Sunday, 14 February 2016

differentiation - What is the physical significance of curl $nablatimesboldsymbol{V}$?


What is the physical significance of curl $$\nabla\times\boldsymbol{V}~?$$ I mean I read 'curl V represents the rotation of the vector $V$. My question what is it about the term $\nabla\times\boldsymbol{V}$ that it represents the rotation of the vector?



Answer



Curl can be equated with the closed line integral in the limit that the encircled area $\Delta S$ goes to zero. However, we would have to do this in three components because curl is a vector. $$ (\nabla \times \vec{v})_x = \lim_{\Delta S \rightarrow 0} \frac{1}{\Delta S} \oint \vec{v}\cdot d\vec{l} $$ in the $yz$ plane and so on.


But what does it mean?
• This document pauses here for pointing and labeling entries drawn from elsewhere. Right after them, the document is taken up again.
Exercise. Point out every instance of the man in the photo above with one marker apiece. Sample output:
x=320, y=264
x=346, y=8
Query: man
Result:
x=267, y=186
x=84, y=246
Well it is easy to show that $$ \nabla \times \vec{v} = 2 \vec{ \omega} $$ As follows: $$ (\nabla \times \vec{v})_x = \partial_y v_z - \partial_z v_y = \partial_y (\vec{\omega} \times \vec{r})_z - \partial_z (\vec{\omega} \times \vec{r})_y $$ $$ (\nabla \times \vec{v})_x = \partial_y (\omega_x y - \omega_y x) - \partial_z ( \omega_z x - \omega_x z) = 2 \omega_x$$


and ditto for the other components $$ (\nabla \times \vec{v})_y = \partial_z v_x - \partial_x v_z = 2\omega_y$$ $$ (\nabla \times \vec{v})_z = \partial_x v_y- \partial_y v_x = 2\omega_z$$ i.e. the curl of a velocity field equals twice the angular velocity at that point. In other words it is angular velocity within a fluid flow that creates curl! You can imagine constructing a ``curl meter'' out of a little (infinitesimally small) paddle wheel which could be inserted into the fluid flow. If the paddle wheel turns then there is curl.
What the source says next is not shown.